This is the mail archive of the gcc-bugs@gcc.gnu.org mailing list for the GCC project.
Index Nav:	[Date Index] [Subject Index] [Author Index] [Thread Index]
Message Nav:	[Date Prev] [Date Next]	[Thread Prev] [Thread Next]
Other format:	[Raw text]
[Bug tree-optimization/58727] New: Sub-optimal code for bit clear/set sequence

From: "niels at penneman dot org" <gcc-bugzilla at gcc dot gnu dot org>
To: gcc-bugs at gcc dot gnu dot org
Date: Mon, 14 Oct 2013 20:01:43 +0000
Subject: [Bug tree-optimization/58727] New: Sub-optimal code for bit clear/set sequence
Auto-submitted: auto-generated
http://gcc.gnu.org/bugzilla/show_bug.cgi?id=58727

            Bug ID: 58727
           Summary: Sub-optimal code for bit clear/set sequence
           Product: gcc
           Version: 4.9.0
            Status: UNCONFIRMED
          Severity: minor
          Priority: P3
         Component: tree-optimization
          Assignee: unassigned at gcc dot gnu.org
          Reporter: niels at penneman dot org

GCC generates sub-optimal but functionally correct code when successively
clearing a bit and setting another bit in an integral value, as shown in the
"clear_set" and "set_clear" functions below. To be more specific, at all
O-levels except "-O1", it emits code to clear the bit being set, prior to
setting it. When splitting the clear and set operations with exactly the same
bits, and calling them one after the other, the problem does not occur. It
looks like this behaviour is caused by an optimization pass prior to inlining.

On ARM this may cause a superfluous instruction to be emitted. In most
instructions, the 32-bit ARM ISA can only encode 8-bit immediate values. Most
of those instructions provide 4 extra bits in their encoding to specify a
rotation. This implies that when the bit being set ("SET" in the test case
below) is close enough to the bit being cleared ("CLEAR"), the code generation
phase merges the superflous clear for "SET" with the one for "CLEAR". When the
bits are too far apart, however, an extra clear instruction is generated, even
when optimizing with "-Os".

It looks like the root cause is a problem in the optimizer and not the code
generator, since the same behaviour can be observed on x86_64. However, in the
latter case this "bug" does not alter the number of instructions required.

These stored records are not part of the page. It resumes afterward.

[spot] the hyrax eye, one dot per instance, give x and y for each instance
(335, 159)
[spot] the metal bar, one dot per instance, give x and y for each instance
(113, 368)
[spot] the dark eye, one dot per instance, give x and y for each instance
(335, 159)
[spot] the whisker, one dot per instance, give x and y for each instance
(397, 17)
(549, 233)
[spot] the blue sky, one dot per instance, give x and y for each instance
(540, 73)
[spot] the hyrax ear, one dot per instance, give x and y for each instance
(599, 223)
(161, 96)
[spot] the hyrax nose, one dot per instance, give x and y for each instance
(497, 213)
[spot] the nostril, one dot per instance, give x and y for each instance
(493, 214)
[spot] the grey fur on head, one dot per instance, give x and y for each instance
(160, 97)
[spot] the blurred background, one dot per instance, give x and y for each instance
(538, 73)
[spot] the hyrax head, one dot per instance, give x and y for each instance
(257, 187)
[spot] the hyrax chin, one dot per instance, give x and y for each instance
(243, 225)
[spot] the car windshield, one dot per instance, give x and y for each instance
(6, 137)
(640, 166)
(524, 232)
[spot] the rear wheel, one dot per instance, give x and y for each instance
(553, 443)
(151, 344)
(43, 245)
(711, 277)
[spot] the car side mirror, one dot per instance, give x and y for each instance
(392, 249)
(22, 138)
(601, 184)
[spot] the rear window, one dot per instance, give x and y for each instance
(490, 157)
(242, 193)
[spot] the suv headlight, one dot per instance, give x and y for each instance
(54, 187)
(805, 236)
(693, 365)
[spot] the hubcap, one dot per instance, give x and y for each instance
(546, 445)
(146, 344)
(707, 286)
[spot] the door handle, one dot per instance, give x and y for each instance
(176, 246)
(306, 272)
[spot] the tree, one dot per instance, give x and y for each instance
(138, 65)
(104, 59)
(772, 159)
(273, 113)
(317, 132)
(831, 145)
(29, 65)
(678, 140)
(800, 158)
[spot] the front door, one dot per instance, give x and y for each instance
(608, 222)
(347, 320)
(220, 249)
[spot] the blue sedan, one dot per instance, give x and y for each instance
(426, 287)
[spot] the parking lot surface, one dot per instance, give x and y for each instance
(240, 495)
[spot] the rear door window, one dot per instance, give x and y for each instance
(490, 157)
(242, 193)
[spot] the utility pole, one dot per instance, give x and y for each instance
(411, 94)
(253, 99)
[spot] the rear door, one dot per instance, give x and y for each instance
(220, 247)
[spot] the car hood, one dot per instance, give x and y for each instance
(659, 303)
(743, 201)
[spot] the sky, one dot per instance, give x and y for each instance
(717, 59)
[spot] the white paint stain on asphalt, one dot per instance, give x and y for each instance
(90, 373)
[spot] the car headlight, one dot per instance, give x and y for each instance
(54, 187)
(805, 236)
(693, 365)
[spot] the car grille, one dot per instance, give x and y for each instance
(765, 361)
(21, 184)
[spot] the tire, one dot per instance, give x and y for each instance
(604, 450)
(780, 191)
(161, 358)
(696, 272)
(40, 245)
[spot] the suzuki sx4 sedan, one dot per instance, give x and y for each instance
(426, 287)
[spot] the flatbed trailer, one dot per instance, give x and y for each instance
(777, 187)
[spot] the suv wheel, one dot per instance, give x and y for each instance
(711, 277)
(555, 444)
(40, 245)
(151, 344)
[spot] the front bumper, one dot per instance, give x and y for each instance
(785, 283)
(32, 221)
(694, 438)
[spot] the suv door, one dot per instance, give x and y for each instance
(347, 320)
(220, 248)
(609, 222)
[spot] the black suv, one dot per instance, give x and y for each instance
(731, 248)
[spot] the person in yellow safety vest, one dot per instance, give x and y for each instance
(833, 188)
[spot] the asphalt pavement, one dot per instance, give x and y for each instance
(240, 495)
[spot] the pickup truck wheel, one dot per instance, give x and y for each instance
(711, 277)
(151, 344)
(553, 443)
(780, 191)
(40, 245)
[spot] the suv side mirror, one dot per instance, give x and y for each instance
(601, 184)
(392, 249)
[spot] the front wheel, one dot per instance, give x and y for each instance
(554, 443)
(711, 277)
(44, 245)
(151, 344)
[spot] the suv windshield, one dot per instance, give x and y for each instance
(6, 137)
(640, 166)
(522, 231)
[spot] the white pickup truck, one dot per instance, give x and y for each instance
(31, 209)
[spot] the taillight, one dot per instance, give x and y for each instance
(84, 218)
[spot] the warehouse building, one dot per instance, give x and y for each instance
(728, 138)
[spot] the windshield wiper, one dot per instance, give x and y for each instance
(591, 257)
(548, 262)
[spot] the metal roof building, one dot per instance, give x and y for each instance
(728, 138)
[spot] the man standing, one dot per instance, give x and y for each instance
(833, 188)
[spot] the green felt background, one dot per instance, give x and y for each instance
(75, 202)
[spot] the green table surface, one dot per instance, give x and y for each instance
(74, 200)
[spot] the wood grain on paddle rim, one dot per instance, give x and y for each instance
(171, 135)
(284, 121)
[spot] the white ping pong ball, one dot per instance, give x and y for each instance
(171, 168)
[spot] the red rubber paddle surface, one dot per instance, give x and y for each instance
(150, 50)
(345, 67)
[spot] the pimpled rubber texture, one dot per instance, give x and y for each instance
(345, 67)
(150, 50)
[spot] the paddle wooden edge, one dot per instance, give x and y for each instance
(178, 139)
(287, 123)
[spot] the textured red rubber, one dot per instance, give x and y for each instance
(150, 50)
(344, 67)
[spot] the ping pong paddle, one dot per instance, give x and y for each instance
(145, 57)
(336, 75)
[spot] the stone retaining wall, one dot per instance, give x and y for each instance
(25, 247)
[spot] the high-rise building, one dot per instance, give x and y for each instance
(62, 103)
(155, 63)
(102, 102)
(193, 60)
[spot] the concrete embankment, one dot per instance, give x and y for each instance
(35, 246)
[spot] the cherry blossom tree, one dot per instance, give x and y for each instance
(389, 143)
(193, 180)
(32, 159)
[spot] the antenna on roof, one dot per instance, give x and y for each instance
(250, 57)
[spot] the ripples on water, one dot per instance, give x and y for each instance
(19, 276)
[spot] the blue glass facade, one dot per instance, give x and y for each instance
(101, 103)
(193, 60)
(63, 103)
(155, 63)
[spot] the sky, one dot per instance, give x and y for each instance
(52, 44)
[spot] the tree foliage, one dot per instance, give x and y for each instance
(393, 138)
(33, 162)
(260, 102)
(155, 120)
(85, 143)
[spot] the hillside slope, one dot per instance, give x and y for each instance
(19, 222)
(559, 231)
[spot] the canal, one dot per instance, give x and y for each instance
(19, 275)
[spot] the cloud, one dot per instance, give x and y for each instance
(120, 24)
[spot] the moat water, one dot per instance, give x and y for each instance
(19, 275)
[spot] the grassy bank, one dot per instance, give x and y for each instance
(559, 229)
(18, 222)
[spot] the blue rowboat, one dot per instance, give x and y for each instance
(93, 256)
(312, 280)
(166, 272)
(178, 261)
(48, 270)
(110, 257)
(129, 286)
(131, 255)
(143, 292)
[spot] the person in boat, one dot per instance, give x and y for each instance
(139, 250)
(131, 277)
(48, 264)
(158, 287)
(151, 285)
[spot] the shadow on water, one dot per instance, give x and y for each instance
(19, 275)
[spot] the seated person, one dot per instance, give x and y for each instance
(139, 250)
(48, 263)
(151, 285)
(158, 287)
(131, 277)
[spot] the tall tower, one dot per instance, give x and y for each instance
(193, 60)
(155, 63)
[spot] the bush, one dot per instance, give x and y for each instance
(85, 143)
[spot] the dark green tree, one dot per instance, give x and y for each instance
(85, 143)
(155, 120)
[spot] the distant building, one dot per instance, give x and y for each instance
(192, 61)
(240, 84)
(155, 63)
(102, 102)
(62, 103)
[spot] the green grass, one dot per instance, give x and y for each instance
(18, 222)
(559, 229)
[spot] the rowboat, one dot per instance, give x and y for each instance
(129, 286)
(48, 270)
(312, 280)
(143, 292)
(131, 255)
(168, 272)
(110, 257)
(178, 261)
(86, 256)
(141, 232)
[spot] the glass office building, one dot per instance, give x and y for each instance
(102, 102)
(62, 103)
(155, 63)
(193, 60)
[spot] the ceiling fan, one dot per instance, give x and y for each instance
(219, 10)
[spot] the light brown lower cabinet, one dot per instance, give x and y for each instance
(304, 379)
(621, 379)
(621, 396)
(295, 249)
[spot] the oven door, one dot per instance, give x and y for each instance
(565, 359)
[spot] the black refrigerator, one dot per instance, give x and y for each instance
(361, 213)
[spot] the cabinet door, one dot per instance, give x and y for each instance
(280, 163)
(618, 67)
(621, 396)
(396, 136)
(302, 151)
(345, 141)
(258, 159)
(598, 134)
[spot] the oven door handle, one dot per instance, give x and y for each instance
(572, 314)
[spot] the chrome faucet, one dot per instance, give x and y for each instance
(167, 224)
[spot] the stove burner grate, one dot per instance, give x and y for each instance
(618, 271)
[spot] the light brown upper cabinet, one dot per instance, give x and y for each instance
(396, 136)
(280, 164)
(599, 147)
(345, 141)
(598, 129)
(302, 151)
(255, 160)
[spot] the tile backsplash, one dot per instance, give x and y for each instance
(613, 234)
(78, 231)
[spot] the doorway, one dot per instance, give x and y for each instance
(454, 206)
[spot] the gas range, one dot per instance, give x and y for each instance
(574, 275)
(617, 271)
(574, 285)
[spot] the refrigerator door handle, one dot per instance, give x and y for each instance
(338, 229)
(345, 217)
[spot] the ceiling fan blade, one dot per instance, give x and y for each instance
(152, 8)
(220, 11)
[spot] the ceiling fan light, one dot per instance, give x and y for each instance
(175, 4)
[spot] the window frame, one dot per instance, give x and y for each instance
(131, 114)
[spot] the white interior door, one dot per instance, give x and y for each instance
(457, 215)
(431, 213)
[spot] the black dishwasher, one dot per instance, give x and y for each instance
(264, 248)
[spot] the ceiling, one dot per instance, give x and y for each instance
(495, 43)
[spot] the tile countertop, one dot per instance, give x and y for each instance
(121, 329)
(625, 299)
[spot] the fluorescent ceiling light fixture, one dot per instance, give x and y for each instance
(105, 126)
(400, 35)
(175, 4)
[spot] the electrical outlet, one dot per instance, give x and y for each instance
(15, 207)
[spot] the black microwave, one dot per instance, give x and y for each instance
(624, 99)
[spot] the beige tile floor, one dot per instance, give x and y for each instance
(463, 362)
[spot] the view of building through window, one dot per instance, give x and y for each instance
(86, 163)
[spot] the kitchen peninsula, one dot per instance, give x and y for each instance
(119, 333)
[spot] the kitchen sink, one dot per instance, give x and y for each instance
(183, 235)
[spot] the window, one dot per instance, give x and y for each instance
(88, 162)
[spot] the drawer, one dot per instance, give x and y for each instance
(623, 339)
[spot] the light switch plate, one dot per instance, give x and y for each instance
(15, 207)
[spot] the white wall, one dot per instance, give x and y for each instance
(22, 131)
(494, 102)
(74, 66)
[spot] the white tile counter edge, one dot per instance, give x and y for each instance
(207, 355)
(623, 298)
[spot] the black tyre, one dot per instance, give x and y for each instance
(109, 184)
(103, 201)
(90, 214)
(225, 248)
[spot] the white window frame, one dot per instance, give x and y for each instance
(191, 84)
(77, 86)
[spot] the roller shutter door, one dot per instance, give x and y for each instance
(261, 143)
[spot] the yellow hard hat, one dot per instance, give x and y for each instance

My
knowledge of the x86 architecture is limited so I have no clue whether it
causes any inefficiencies at all (instruction width, perhaps?).

The test case below contains six functions:
- "clear_set" and "set_clear" suffer from the problem described above: the
compiler usually emits a superfluous clear for the bit being set;
- "clear" and "set" perform the individual operations;
- "clear_set_inline" and "set_clear_inline" are used to demonstrate that the
problem does not occur when splitting and inlining the operations.

The tests were performed on a Gentoo x86_64 Linux system; GCC versions for both
native and cross-compiler are given below.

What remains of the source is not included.